La première hypothèse sera examinée principalement au travers des résultats de chaque enfant à l’expérience Savage-Rumbaugh (cf. chapitre 5, § 5.3) et des questionnaires sur le vocabulaire passif (compréhension) et actif (production) auxquels ont répondu les parents et l’éducateur référent de chaque enfant. La deuxième hypothèse sera examinée via l’examen des corpus recueillis auprès des enfants autistes et la comparaison de ces corpus avec ceux qui sont disponibles pour des enfants SLI sur CHILDES. On examinera aussi les résultats des expériences portant sur les aptitudes socio-pragmatiques (cf. chapitre 4, § 4.4, 4.5, 4.6). Enfin, la troisième hypothèse est examinée à partir du résultat des expériences sur les aptitudes socio-pragmatiques.

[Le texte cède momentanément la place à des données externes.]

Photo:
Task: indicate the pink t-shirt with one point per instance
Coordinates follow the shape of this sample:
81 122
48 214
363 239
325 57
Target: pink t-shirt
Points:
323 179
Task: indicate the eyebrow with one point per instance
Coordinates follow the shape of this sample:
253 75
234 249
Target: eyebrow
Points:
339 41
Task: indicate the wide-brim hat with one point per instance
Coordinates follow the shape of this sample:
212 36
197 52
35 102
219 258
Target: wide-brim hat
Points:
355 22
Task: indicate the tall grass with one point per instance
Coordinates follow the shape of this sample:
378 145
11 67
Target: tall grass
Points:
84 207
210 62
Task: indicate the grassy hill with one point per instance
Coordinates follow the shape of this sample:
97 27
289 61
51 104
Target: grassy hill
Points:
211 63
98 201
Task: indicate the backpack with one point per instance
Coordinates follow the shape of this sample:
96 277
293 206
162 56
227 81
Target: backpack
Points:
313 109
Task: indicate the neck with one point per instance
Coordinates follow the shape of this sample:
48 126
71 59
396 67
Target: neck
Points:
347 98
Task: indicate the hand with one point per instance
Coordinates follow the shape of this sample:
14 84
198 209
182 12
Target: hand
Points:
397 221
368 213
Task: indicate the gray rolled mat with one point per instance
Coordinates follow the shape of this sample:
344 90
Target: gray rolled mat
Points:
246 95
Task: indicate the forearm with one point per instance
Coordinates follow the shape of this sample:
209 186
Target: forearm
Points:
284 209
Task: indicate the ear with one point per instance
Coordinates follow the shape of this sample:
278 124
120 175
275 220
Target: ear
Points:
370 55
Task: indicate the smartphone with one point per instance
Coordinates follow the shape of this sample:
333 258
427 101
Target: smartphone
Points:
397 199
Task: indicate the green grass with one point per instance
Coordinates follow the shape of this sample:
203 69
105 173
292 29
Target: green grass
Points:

Ces trois hypothèses permettent de faire les prédictions suivantes quant aux résultats que l’on attend :
Savage-Rumbaugh | SLI | Fausse croyance | Attention partagée | |
H1 | Bons résultats pour tous les sujets | — | — | — |
H2 | Corrélation (positive) avec le niveau linguistique | Similarité des corpus autistes et des corpus SLI | Corrélation (positive) avec la progression linguistique | Corrélation (positive) avec la progression linguistique |
H3 | Corrélation (positive) avec le niveau linguistique |
— |
Corrélation (positive) avec la progression linguistique | Corrélation (positive) avec la progression linguistique |
Quelques commentaires s’imposent : un bon résultat au test Savage-Rumbaugh, vu le faible niveau de difficulté linguistique de l’expérience, devrait être au sommet ou proche du sommet ; le niveau linguistique est évalué en termes du MLU au moment de la passation du test de Savage-Rumbaugh ; la progression linguistique est évaluée à partir de la progression du MLU, de la diminution de l’agrammaticalité et de l’augmentation des relatives (tout ceci correspondant à la progression de la syntaxe).
Nous allons donc, dans la présentation des résultats, comparer les enfants autistes entre eux, d’abord en général, puis par groupe d’appariement, comparer les autistes à des enfants normaux appariés en MLU, comparer chacun d’entre eux aux enfants SLI, avant de confronter leur progression éventuelle à leurs performances aux différents tests (Savage-Rumbaugh, fausse croyance, attention partagée).
Comme ces évaluations ont été faites avant l’accord des parents pour des enregistrements, c’est-à-dire de manière informelle, la MLU des premiers enregistrements ne coïncide pas nécessairement de façon étroite avec celle du groupe putatif.
On remarquera que cette hypothèse est notamment importante relativement à la pratique de la communication assistée : cette pratique, qui consiste à faire « communiquer » un autiste via un ordinateur grâce à l’assistance (physique) que lui apporte un « aide » (soignant ou parent), ne peut se défendre sans l’hypothèse selon laquelle la compétence linguistique du patient est intacte alors que sa performance (dans la communication vocale) serait seule affectée. Ceci demande bien évidemment que l’on puisse expliquer pourquoi la compétence est restaurée par le passage par un clavier. Etablir une dissociation importante entre performance et compétence est loin de justifier la pratique en question, mais est indispensable pour lui donner une légitimité quelconque.